La traduction de Marie de Cotteblanche a été appréciée: pas moins de vingt-neuf éditions en ont paru entre 1566 et 1643, soit en plaquettes autonomes, soit en complément des Diverses Leçons de Pierre Messie traduites par Claude Grujet, ou bien encore dans la traduction intégrale des dialogues de Messie faite par un traducteur anonyme en 1592. Le souvenir de la traductrice s'est conservé grâce à quelques notices sommaires chez Marguerite Buffet (1668), Joseph La Porte (1769), Boudier de Villemert (1779) et Louise de Kéralio (1786), qui reprenaient La Croix du Maine. Elle est ensuite tombée dans l'oubli et n'a été redécouverte que dans les années 1980.

Oeuvres

- 1566 : Trois dialogues de M. Pierre Messie, touchant la nature du Soleil, de la Terre, et de toutes les choses qui se font et apparoissent en l'air, Paris, Federic Morel.

Choix bibliographique

- Berriot-Salvadore, Evelyne, «Les femmes et les pratiques de l'écriture de Christine de Pisan à Marie de Gournay», Réforme, Humanisme, Renaissance, 16, 1983, p.52-69.
- La Charité, Claude, «Marie de Cotteblanche, traductrice de Pierre Messie, ou l'espagnol en filigrane de l'italien», in Jean-Philippe Beaulieu (dir.), D'une écriture à l'autre: les femmes et la traduction sous l'Ancien Régime, Ottawa, Presses de l'Université d'Ottawa, 2004, p.211-227.
- Larsen, Anne R., «Marie de Cotteblanche: préfacière et traductrice de trois dialogues de Pierre Messie», in Anne R. Larsen et Colette H. Winn (dir.), Études littéraires, 27-2, 1994 («Écrits de femmes à la Renaissance»), p.111-119.
- Id., «Writing in the Margins: Marie de Cotteblanche's Preface to Her Translation of Pierre Messie (1566)», Allegorica, 19, 1998, p.95-103.

Jugements

- «Marie de Cotteblanche, sous des apparences d'humilité, cherche sans doute à modeler sa persona de traductrice sur celle des officiers du roi qui, pour parfaire leur connaissance de l'italien, se livrent à la traduction.
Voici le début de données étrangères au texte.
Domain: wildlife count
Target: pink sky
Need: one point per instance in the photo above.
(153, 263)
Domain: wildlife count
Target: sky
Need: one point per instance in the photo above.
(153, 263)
Étonnamment, l'apparente humilité de cette dédicace, de sa méthode comparatiste et de ses grands scrupules philologiques, ne sert qu'à rehausser le prestige sociopolitique qu'elle revendique implicitement, par le biais de l'italien, valorisé à la cour, au détriment de l'espagnol, langue de l'ennemi honni» (Claude La Charité, «Marie de Cotteblanche: traductrice...», voir supra, choix bibliog., p.220-221).